Quand un expert-comptable essaye de déduire son lit et un mobil-home
Un expert-comptable était associé d'une société soumise au régime des sociétés de personnes et qui avait pour objet social le "conseil pour les affaires et autres conseils de gestion".
A la suite du contrôle fiscal de celle-ci, l'administration a constaté qu'elle avait déduit des frais divers comprenant "des dépenses relatives à l'achat d'un lit, d'une armoire, d'appareils électroménagers, de linge de maison, de vaisselle, de vêtements et de produits alimentaires".
Afin de justifier la déduction de ces charges, l'expert-comptable, plutôt qu'admettre qu'il s'était endormi sur sa comptabilité, prétendait qu'elles avaient été utilisées dans le cadre de l'activité de la société sans apporter plus d'éléments.

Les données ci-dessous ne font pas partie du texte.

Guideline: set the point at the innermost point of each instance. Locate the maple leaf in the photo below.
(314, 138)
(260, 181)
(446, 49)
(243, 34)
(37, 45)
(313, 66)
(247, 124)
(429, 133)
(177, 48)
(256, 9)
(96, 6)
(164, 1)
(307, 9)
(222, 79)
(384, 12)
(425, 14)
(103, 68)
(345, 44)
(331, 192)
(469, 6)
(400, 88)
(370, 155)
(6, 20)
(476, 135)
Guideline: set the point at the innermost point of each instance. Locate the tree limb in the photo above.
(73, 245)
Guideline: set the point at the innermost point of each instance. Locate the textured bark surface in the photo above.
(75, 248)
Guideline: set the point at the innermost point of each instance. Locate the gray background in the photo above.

La cour administrative d'appel saisie du litige va estimer qu'en l'absence de précision ou élément de preuve, ces charges n'étaient pas déductibles. L'expert-comptable n'a donc pas été en mesure d'expliquer l'utilité d'un lit pour distiller des "conseils pour les affaires et autres conseils de gestion".
L'administration a également constaté que la société avait déduit l'amortissement d'un "chalet mobil-home […] implanté dans un camping quatre étoiles" et a remis en cause la déduction de celui-ci.
A nouveau, les explications de l'expert-comptable selon lesquelles ce dernier permettait de recevoir des clients n'ont pas convaincu la cour.
Si celle-ci ne s'interroge pas sur la pertinence, pour un expert-comptable, de recevoir ses clients dans un camping, elle relève surtout que la société n'avait qu'un seul client, à savoir une autre société détenue par l'expert-comptable, et qu'aucune preuve était rapportée pour justifier de la réception des clients dans le mobil-home.
Le redressement fiscal est donc confirmé par la cour, ainsi que l'application des majorations de 40%.
L'expert-comptable pourrait peut-être tenté de former un club avec le notaire qui déduit une inscription à un club pour diner Chez Castel, des voyages en famille et les frais d'une réception organisée le lendemain de son mariage et l'architecte qui tente de déduire une adhésion à la confrérie de la tête de veau.